No art skills required: This robotic spray can paints giant murals

Robots have skills that range from cooking, cleaning, and driving, to health care and surgical practice — and now they’re painting giant artistic murals.

Researchers from Dartmouth University have developed a “smart” spray paint can that can recreate photos as large-scale murals.

The technique, a collaboration between ETH Zurich, Disney Research Zurich, Dartmouth College and Columbia University, employs computer tech that spray paints a photo, and can be used in digital fabrication, digital and visual arts.

The “smart” spray can system builds on computer-aided painting, which originated in the early 1960s. While spray paint is pretty easy to use, even skilled artists find it difficult to cover large surfaces to create giant murals.

'Smart' paint spray can robotically reproduces photographs as large-scale murals. (Image Credit: Wojciech Jarosz)
The left top image is the original. The bottom image was reproduced by the robotic spray can.(Image Credit: Wojciech Jarosz)

The computer-aided system uses an ordinary paint spray can and tracks the can’s position in relation to the wall or canvas. Then it recognizes what image it “wants” to paint. It is the human that waves the pre-programmed spray can around the canvas, but it’s the system that automatically operates the spray on/off button in order to reproduce the specific image as a spray painting.

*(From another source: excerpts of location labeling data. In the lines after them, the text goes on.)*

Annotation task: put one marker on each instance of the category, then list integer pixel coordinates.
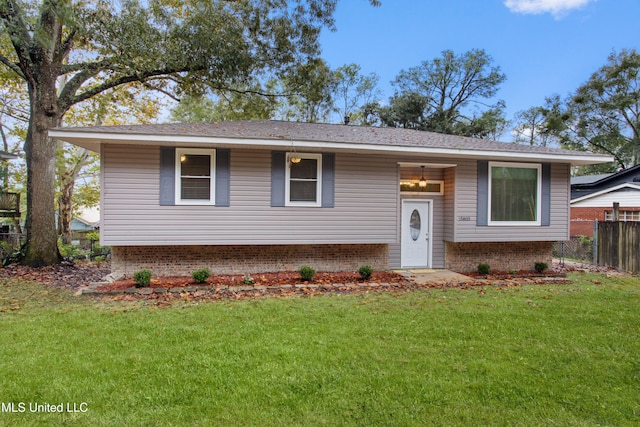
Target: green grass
(534, 355)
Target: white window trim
(178, 175)
(287, 189)
(538, 221)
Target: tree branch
(12, 66)
(11, 16)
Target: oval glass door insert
(414, 225)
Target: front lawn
(531, 355)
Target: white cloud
(555, 7)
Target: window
(194, 176)
(514, 194)
(303, 179)
(623, 215)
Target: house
(251, 196)
(593, 196)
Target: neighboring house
(251, 196)
(593, 196)
(9, 201)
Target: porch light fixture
(423, 182)
(294, 158)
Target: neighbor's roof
(269, 134)
(589, 179)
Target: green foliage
(483, 268)
(172, 47)
(435, 96)
(541, 266)
(142, 278)
(365, 272)
(306, 273)
(72, 252)
(201, 276)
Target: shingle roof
(589, 179)
(265, 130)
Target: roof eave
(93, 140)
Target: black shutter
(223, 177)
(278, 178)
(328, 180)
(167, 176)
(483, 193)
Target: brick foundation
(505, 256)
(183, 260)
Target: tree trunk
(40, 151)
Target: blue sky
(543, 46)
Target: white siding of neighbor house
(365, 204)
(465, 205)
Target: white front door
(415, 236)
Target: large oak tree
(450, 94)
(69, 51)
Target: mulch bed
(67, 275)
(521, 274)
(168, 290)
(261, 279)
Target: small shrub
(306, 273)
(142, 278)
(484, 268)
(201, 276)
(365, 272)
(541, 266)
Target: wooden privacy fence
(619, 245)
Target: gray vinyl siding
(364, 212)
(465, 218)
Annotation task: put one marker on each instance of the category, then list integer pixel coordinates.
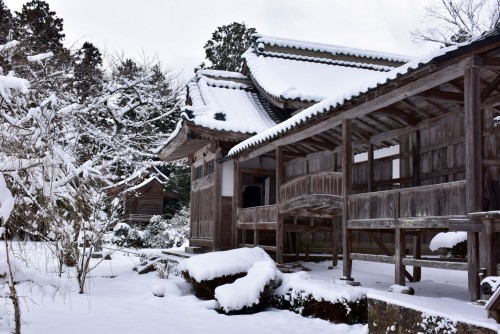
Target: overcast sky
(176, 30)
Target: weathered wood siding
(441, 152)
(226, 222)
(329, 183)
(434, 200)
(324, 161)
(259, 214)
(202, 208)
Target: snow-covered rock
(338, 303)
(251, 293)
(208, 271)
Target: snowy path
(125, 304)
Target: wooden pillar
(346, 190)
(487, 247)
(417, 254)
(416, 158)
(399, 245)
(473, 260)
(335, 242)
(217, 223)
(473, 169)
(279, 217)
(370, 168)
(399, 251)
(236, 202)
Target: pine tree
(227, 45)
(87, 72)
(5, 22)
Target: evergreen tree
(455, 21)
(5, 22)
(227, 45)
(87, 71)
(39, 27)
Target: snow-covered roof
(262, 41)
(227, 106)
(221, 101)
(343, 96)
(310, 72)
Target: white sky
(176, 30)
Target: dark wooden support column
(236, 202)
(473, 169)
(370, 168)
(416, 158)
(417, 254)
(346, 190)
(279, 217)
(399, 245)
(487, 248)
(217, 202)
(335, 242)
(192, 218)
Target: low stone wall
(384, 318)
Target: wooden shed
(143, 197)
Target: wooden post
(399, 250)
(487, 247)
(416, 158)
(399, 245)
(473, 260)
(370, 168)
(279, 217)
(417, 254)
(473, 169)
(217, 223)
(335, 242)
(236, 202)
(346, 190)
(192, 203)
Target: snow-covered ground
(118, 300)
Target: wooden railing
(325, 183)
(258, 214)
(444, 199)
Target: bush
(167, 233)
(124, 235)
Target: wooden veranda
(444, 176)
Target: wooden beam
(217, 203)
(424, 83)
(442, 96)
(279, 217)
(473, 141)
(256, 226)
(236, 202)
(492, 86)
(346, 190)
(473, 265)
(492, 101)
(491, 62)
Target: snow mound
(6, 200)
(158, 290)
(447, 240)
(217, 264)
(300, 285)
(246, 292)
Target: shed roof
(290, 70)
(222, 106)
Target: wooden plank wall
(441, 153)
(325, 161)
(202, 212)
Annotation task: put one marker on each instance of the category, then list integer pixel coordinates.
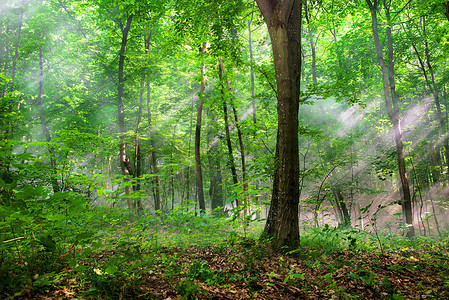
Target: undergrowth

The researchers’ prototype is quick and lightweight and includes two webcams and QR-coded cubes for tracking, as well as a small actuation device for the spray can, attached via 3D-printed mount.

Paint commands are relayed using a radio that’s directly connected to a servo-motor operating the spray nozzle. The real-time algorithm determines the optimal amount of paint of the current color to spray at the spray can’s tracked location on a nearby computer.

In reality, the painter doesn’t even need to know what the image was beforehand because the painting will reveal itself as he or she waves the can around.

“Typically, computationally-assisted painting methods are restricted to the computer,” said Wojciech Jarosz, an assistant professor of computer science at Dartmouth who previously was a senior research scientist at Disney Research Zurich. “In this research, we show that by combining computer graphics and computer vision techniques, we can bring such assistance technology to the physical world even for this very traditional painting medium, creating a somewhat unconventional form of digital fabrication. Our assistive approach is like a modern take on ‘paint by numbers’ for spray painting. Most importantly, we wanted to maintain the aesthetic aspects of physical spray painting and the tactile experience of holding and waving a physical spray can while enabling unskilled users to create a physical piece of art.”

The researchers tested the automated painting system on large sheets of paper the size of giant murals. Currently the technique can only be used on flat surfaces, but the researchers believe that future work may include enabling it to be used on more complicated surfaces.